My buddy Tom and I have decided to head down to NYC every weekend. Not only is the social scene...how do I put this...the best in the world but the girls are much hotter. We stumbled across a great rooftop bar in the shadow of the Empire State Building. It was awesome. The girls weren't pretentious. The music wasn't loud. The guys weren't guidos. The drinks were still $12 a piece but you can't have everything, right?

After a night of telling jokes to girls we headed downstairs to get a cab back to our car. By the way, I thought girls are supposed to love a guy with a sense of humor. Apparently these girls didn't understand my brand of humor, which I have been told is quite amusing. But it's like the old adage says: There are plenty of fish in the sea. If I keep throwing the bait out there, then one of those fish will bite. Of course, by fish I mean hot, smart girl but I'm sure you already knew that.

So you are probably wondering what the Tommy Tutone song has to do with this post. Well, as we were getting in the cab I noticed that the cab company's phone number was 777-7777. How cool is that? Why are cab company's the only ones to get phone numbers where all of the digits are the same? This doesn't seem fair to me. If I call the phone company and tell them that I am a new cab company, then can I get a cool phone number too? Wouldn't 111-1111 be awesome? This needs to be explored more.

P.S. My friend Ryan has the phone number (808) 256-9562. Also known as (808) blowjob. Awesome.

Monday, June 12, 2006

Not That There's Anything Wrong With That

What a weekend. My mother always told me that "they" would be knocking down my door. This always meant women would want to go out with me because I am really, really, ridiculously good looking like Derek Zoolander, minus the black lung. Well apparently "they" meant women and men.

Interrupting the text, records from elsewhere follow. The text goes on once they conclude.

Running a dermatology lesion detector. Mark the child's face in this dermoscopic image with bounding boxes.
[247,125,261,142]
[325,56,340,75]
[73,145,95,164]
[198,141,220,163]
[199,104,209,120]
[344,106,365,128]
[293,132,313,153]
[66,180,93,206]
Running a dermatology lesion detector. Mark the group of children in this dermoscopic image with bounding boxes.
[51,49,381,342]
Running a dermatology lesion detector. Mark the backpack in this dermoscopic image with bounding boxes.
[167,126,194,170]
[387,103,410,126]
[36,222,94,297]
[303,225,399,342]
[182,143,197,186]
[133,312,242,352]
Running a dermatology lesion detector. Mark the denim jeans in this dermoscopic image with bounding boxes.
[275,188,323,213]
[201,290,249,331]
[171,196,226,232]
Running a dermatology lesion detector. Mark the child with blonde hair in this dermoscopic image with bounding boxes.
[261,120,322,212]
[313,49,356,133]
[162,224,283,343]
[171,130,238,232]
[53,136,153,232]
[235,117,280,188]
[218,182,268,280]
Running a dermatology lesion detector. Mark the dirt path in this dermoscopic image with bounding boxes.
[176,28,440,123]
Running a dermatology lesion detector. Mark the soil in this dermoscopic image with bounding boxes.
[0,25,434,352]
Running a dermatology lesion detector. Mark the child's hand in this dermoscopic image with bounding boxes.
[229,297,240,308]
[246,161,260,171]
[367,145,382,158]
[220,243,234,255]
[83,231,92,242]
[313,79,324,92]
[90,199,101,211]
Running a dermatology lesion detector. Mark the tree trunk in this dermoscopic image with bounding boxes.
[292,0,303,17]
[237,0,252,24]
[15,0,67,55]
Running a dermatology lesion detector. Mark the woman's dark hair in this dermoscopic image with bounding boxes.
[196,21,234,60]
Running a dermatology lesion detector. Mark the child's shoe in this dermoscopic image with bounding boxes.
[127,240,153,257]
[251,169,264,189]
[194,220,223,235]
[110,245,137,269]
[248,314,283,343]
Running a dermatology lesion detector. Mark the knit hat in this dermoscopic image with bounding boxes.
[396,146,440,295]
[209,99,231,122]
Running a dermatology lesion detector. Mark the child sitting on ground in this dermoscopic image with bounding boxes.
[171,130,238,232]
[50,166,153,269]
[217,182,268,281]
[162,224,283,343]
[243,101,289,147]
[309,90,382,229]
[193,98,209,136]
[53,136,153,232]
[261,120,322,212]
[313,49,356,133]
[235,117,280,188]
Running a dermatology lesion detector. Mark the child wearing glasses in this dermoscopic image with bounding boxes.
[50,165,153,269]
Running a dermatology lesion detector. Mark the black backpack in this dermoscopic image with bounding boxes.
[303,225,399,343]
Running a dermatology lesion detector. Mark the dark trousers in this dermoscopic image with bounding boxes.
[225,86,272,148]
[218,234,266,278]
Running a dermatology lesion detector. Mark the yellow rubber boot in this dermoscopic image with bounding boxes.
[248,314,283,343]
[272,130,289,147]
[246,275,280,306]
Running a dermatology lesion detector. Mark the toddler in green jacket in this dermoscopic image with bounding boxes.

My buddy Tom and I spent a lovely afternoon at the Barclays Golf Tournament at the beautiful Westchester Country Club. While we weren't listening to pathetic middle-aged men in the gallery (wearing golf shoes to watch a golf tournament) oogling at Vigay Singh, I was busy picking up the hot Australian XM Satellite Radio girl who was trying to sell me some crappy radio. I mean come on. If I am going to buy a satellite radio, then it certainly isn't going to be an XM. It's going to be a Sirius since not only does it carry Howard Stern but I own Sirius stock.

So what does this have to do with today's post you may ask? Well the night before I was in New York City. I've learned that you have to look good when you go out in New York City but I've also learned that there are two types of women out there. Those that like Sex and The City and those that don't. I prefer the later. Those that like that show are busy gossiping about expensive shoes and sunglasses all while drinking cosmopolitans at the latest chic bar or club. These are the same girls who usually have nothing interesting to say because they are too busy thinking about themselves and think they are better than everyone (See past blog post).

The later group are much more interesting. They have probably read books other than "The Devil Wears Prada" and "The Da Vinci Code". They have probably seen different parts of the world, met different people, and experienced different cultures. They have probably developed their own sense of fashion and strive to be different. Basically they don't need some cheesy supermarket magazine to tell them what clothes to wear. So why am I writing about this? Because in my attempt to meet more interesting, erudite, unpretentious people I have gone back to my roots (see past blog post): the laid-back, alternative, who gives a fuck look.

So anyway, to make a long story short, I was wearing jeans from Gap, my new navy blue Chuck Taylor's (see past blog post), and a sweater from Guess. It was 70% off. As I walking to get in a cab for our long trip back to Connecticut, a guy approaches me and asks me where I got my sweater. "Guess," I reply. He proceeds to grab my shoulder and inform me that it has the most perfect raglan sleeves and that it fits me perfectly. I have no idea what raglan sleeves are but it must be good if a gay guy is telling me. I say thank you and he gets in a cab with his friend/partner. As they are leaving his friend/partner says, "You look perfect, a guaranteed booty call."

Now hear is my dilemma. Should I be totally repulsed that a flaming homosexual grabbed my shoulder and told me how good I look? Or should I be totally flattered that a flaming homosexual grabbed my shoulder and told me how well I dress? I go with the later. I mean he was gay...not that there's there anything wrong with that.

Tuesday, June 06, 2006

Is Three Better Than Two?

Quick observation. Heard on the news recently that a baby was born with three arms. Boy that kids' parents will have their hands full. Anyway, got me thinking about all the weird birth stories we hear everyday on the news; most notably multiple births. Twins, Triplets, Quadruplets, etc. The list goes on and on. My question is as follows: if a mother gives birth to a set of triplets, then are two of those triplets considered twins? Could that mother also say she gave birth to three sets of twins? Could one of the kids say they have two twin brothers or two twin sisters, or a twin brother and sister? This is a deep fundamental question that only someone like W could answer.

Speaking of W. If two hermaphrodites want to get married, then is that considered same-sex marriage or traditional marriage? It sure isn't traditional to me but I couldn't care less, I have more important things to worry about. Actually, I really don't so I will think about it and get back to you.

Have a Happy Tuesday!

Thursday, June 01, 2006

You Try To Do Something Nice...

Quick story. I was in New York yesterday for work. Of course, I was swimming in raw sewage but that's another story. Anyway, it was pretty hot. Making bucks, getting exercise, working outside. Fuckin' A. To combat the heat I started drinking my Aquafina. Personally, I prefer tap water to bottled water but people think that is weird so I won't go into it any further. Anyway, I finish the bottle and proceed to toss it in the nearest trash can. Upon my arrival I notice a homeless woman digging through the trash looking for emtpy bottles and cans to recycle. Being the nice person that I am, I decide to hand the bottle to the woman instead of throwing in the trash can right in front of her face. I politely offer her the bottle and what is her response? She takes it and without even looking at me just tosses it right in the trash can. Think about it, she pulled a total 180 on me. Instead of me throwing it away right in front of her face, she throws it away right in front of my face. Unbelievable. That's the last (and first) time I do anything nice for a homeless person.